Il giorno mar 17 nov 2020 alle ore 16:01 Anton Louw <Anton.Louw@voxtelecom.co.za> ha scritto:


Hi Sandro,

 

Have you perhaps seen anything in the SOS report that could shed some light on the issues?


Sadly no. I see it's oVirt Node 4.3.8, I can suggest to upgrade to 4.3.10 at least and consider upgrading to 4.4.3 the whole datacenter.
I had the feeling watchdog was the trigger of the reboot but couldn't find any evidence.
I also don't see anything suspicious in the logs.


 

 

Thanks

 


Anton Louw
Cloud Engineer: Storage and Virtualization at Vox

T:  087 805 0000 | D: 087 805 1572
M: N/A
E: anton.louw@voxtelecom.co.za
A: Rutherford Estate, 1 Scott Street, Waverley, Johannesburg
www.vox.co.za

F
 
T
 
I
 
L
 
Y
 

From: Anton Louw
Sent: 16 November 2020 07:30
To: Sandro Bonazzola <sbonazzo@redhat.com>; Arik Hadas <ahadas@redhat.com>; Dominik Holler <dholler@redhat.com>
Cc: users@ovirt.org; Johan Koen <Johan.Koen@voxtelecom.co.za>
Subject: RE: [ovirt-users] oVirt Node Crash

 

I have also attached the SOS report as requested

 

From: Anton Louw
Sent: 16 November 2020 06:54
To: Sandro Bonazzola <sbonazzo@redhat.com>; Arik Hadas <ahadas@redhat.com>; Dominik Holler <dholler@redhat.com>
Cc: users@ovirt.org; Johan Koen <Johan.Koen@voxtelecom.co.za>
Subject: RE: [ovirt-users] oVirt Node Crash

 

Hi Sandro,

 

Thanks for the response.

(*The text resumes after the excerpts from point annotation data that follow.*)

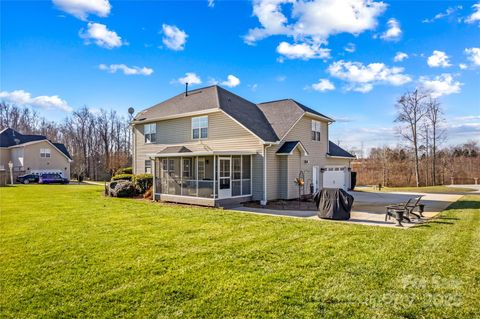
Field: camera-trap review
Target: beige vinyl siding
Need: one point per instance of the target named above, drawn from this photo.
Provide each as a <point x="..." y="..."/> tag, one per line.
<point x="224" y="134"/>
<point x="317" y="151"/>
<point x="257" y="177"/>
<point x="294" y="166"/>
<point x="284" y="179"/>
<point x="338" y="161"/>
<point x="4" y="157"/>
<point x="33" y="161"/>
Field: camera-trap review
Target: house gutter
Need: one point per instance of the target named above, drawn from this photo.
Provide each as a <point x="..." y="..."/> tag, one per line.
<point x="265" y="146"/>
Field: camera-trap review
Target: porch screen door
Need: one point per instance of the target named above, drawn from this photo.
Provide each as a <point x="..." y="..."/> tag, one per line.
<point x="224" y="177"/>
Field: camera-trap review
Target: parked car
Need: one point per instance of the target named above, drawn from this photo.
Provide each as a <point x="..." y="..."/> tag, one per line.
<point x="52" y="179"/>
<point x="27" y="178"/>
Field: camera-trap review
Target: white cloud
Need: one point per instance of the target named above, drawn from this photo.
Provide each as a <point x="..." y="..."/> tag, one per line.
<point x="475" y="16"/>
<point x="83" y="8"/>
<point x="473" y="55"/>
<point x="20" y="97"/>
<point x="95" y="111"/>
<point x="441" y="15"/>
<point x="323" y="85"/>
<point x="173" y="37"/>
<point x="302" y="51"/>
<point x="400" y="56"/>
<point x="232" y="81"/>
<point x="313" y="21"/>
<point x="440" y="85"/>
<point x="190" y="78"/>
<point x="438" y="59"/>
<point x="350" y="47"/>
<point x="101" y="36"/>
<point x="362" y="78"/>
<point x="394" y="32"/>
<point x="135" y="70"/>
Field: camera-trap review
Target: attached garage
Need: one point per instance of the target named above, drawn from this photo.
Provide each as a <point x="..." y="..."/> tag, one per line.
<point x="336" y="177"/>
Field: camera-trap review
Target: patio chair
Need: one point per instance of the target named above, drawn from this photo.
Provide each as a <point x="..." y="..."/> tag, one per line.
<point x="399" y="212"/>
<point x="411" y="207"/>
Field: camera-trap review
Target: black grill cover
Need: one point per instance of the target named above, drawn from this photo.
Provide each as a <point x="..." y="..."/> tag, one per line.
<point x="333" y="203"/>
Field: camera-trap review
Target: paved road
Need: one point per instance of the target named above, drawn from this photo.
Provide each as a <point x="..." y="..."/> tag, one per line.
<point x="476" y="187"/>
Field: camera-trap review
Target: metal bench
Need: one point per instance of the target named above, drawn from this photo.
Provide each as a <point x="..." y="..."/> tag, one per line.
<point x="399" y="212"/>
<point x="404" y="211"/>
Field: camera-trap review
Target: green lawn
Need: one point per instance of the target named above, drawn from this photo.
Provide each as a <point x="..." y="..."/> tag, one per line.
<point x="422" y="189"/>
<point x="67" y="251"/>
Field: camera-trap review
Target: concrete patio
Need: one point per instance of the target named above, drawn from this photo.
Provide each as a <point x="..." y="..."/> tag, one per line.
<point x="369" y="208"/>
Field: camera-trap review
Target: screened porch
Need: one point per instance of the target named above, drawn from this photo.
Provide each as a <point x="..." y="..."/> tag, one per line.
<point x="210" y="177"/>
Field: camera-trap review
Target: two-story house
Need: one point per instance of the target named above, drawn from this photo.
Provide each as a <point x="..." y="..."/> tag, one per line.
<point x="32" y="154"/>
<point x="211" y="147"/>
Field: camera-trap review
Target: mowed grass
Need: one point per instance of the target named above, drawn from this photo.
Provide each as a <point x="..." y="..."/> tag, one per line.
<point x="422" y="189"/>
<point x="67" y="251"/>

I logged onto oVirt this morning, and I see the node is in a “Unassigned” state. I can ping it, but cannot SSH, so there is something that is causing the host to be unresponsive.

 

On Saturday after I sent the mail, I opened a console to the node, and I saw the below entries before logging in:

 

audit:backlog limit exceeded

 

I the tried the solution of increasing the buffer size in the audit.rules file in /etc/audit/rules.d/ , as per below, but it did not resolve the issue.

 

## First rule - delete all

-D

 

## Increase the buffers to survive stress events.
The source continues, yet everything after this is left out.